Learning to Evaluate the Artness of AI-generated Images
Junyu Chen, Jie An, Hanjia Lyu, Christopher Kanan, Jiebo Luo
TL;DR
This work introduces ArtScore, a reference-free, instance-level metric for evaluating the artness of AI-generated images. It constructs a pseudo-annotated dataset by transferring photorealistic StyleGAN2 models to artistic styles and generating interpolations between them, with artness controlled by the interpolation weight $\alpha$, then trains a neural network with a learn-to-rank objective (ListMLE) to predict relative artness. Empirical results show ArtScore aligns more closely with human artistic judgments than Gram Loss or ArtFID and improves artness ranking when combined with other metrics, validating its usefulness for evaluating and guiding art-focused image generation.

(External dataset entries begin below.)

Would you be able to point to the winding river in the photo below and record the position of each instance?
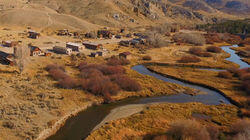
(80, 126)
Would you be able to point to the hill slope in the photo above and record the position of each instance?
(91, 14)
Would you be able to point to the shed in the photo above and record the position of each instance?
(99, 53)
(9, 43)
(7, 59)
(62, 50)
(33, 34)
(74, 46)
(93, 46)
(126, 55)
(104, 34)
(93, 54)
(35, 51)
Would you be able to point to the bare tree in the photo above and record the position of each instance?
(21, 54)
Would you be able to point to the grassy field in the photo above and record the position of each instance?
(230, 87)
(155, 120)
(35, 90)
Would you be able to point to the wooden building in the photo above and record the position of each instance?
(33, 34)
(35, 51)
(6, 59)
(92, 46)
(62, 50)
(104, 34)
(9, 43)
(126, 55)
(74, 46)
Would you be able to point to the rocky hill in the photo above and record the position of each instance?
(91, 14)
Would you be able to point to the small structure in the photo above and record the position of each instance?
(9, 43)
(99, 53)
(64, 32)
(125, 43)
(35, 51)
(7, 59)
(93, 54)
(62, 50)
(104, 34)
(33, 34)
(92, 46)
(126, 55)
(74, 46)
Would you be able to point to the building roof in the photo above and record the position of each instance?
(34, 32)
(73, 44)
(90, 43)
(125, 53)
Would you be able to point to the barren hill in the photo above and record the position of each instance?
(91, 14)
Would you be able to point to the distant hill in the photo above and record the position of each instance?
(92, 14)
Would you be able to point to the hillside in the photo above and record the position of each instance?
(90, 14)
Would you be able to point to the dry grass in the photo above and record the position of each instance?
(156, 120)
(231, 87)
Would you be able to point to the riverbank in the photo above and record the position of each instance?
(206, 78)
(155, 119)
(178, 65)
(59, 123)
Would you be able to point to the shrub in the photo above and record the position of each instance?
(57, 74)
(225, 74)
(191, 38)
(213, 132)
(156, 40)
(110, 70)
(54, 66)
(241, 130)
(188, 129)
(245, 77)
(82, 65)
(106, 70)
(100, 86)
(114, 61)
(205, 54)
(161, 137)
(88, 73)
(126, 83)
(214, 49)
(246, 86)
(242, 72)
(68, 82)
(147, 58)
(189, 59)
(199, 52)
(195, 50)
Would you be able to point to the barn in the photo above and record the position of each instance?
(92, 46)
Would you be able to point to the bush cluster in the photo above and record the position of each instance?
(244, 76)
(147, 58)
(225, 74)
(241, 130)
(189, 59)
(214, 49)
(125, 83)
(114, 61)
(58, 73)
(191, 38)
(98, 79)
(199, 52)
(105, 80)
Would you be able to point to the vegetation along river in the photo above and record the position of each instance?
(80, 126)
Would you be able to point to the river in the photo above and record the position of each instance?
(80, 126)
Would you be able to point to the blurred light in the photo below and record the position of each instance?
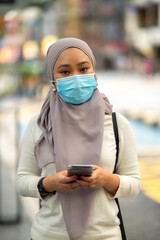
(9, 54)
(31, 14)
(9, 16)
(30, 50)
(46, 42)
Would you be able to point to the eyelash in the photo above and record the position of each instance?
(81, 70)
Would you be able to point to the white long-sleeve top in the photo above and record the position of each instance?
(103, 223)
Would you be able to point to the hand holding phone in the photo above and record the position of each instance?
(80, 170)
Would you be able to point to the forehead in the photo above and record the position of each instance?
(71, 54)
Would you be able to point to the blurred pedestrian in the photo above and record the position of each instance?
(75, 127)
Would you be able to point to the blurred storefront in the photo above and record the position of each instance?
(27, 25)
(142, 33)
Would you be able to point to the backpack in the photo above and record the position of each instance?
(115, 128)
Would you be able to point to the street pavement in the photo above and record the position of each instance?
(132, 95)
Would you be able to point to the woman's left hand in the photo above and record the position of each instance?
(100, 178)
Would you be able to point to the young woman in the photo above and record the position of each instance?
(75, 127)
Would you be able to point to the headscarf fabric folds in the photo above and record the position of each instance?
(71, 134)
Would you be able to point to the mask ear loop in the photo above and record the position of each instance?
(95, 76)
(53, 87)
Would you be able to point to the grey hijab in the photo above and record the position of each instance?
(71, 134)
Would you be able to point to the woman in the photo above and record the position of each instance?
(75, 127)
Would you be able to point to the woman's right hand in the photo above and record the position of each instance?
(60, 182)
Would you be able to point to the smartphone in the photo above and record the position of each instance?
(80, 170)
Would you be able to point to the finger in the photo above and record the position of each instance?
(70, 179)
(86, 179)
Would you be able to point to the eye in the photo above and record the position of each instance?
(65, 72)
(84, 69)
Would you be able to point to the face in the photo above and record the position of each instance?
(72, 61)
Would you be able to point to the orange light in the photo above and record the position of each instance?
(46, 42)
(30, 50)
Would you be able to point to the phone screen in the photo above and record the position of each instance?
(80, 170)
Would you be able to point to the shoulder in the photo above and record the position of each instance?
(32, 128)
(122, 121)
(33, 122)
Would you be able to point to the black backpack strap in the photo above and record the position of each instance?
(115, 127)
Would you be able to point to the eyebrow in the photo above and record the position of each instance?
(68, 65)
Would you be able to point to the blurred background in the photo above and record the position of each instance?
(125, 38)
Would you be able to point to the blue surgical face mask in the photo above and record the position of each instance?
(76, 89)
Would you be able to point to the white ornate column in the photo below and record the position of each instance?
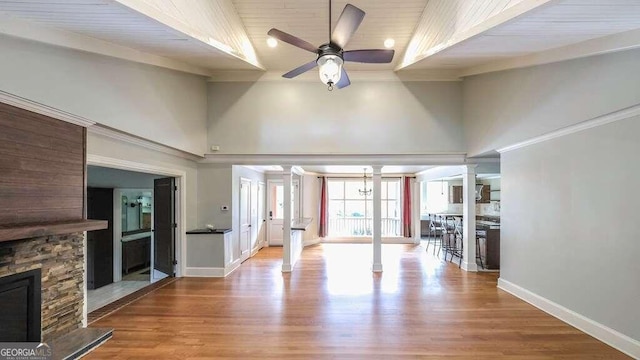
(286, 221)
(377, 219)
(469, 217)
(415, 210)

The framework offers a scalable objective tool for researchers and artists to quantify and compare AI-generated art qualities, with potential integration into model training and sampling pipelines.
Abstract
Assessing the artness of AI-generated images continues to be a challenge within the realm of image generation. Most existing metrics cannot be used to perform instance-level and reference-free artness evaluation. This paper presents ArtScore, a metric designed to evaluate the degree to which an image resembles authentic artworks by artists (or conversely photographs), thereby offering a novel approach to artness assessment. We first blend pre-trained models for photo and artwork generation, resulting in a series of mixed models. Subsequently, we utilize these mixed models to generate images exhibiting varying degrees of artness with pseudo-annotations. Each photorealistic image has a corresponding artistic counterpart and a series of interpolated images that range from realistic to artistic. This dataset is then employed to train a neural network that learns to estimate quantized artness levels of arbitrary images. Extensive experiments reveal that the artness levels predicted by ArtScore align more closely with human artistic evaluation than existing evaluation metrics, such as Gram loss and ArtFID.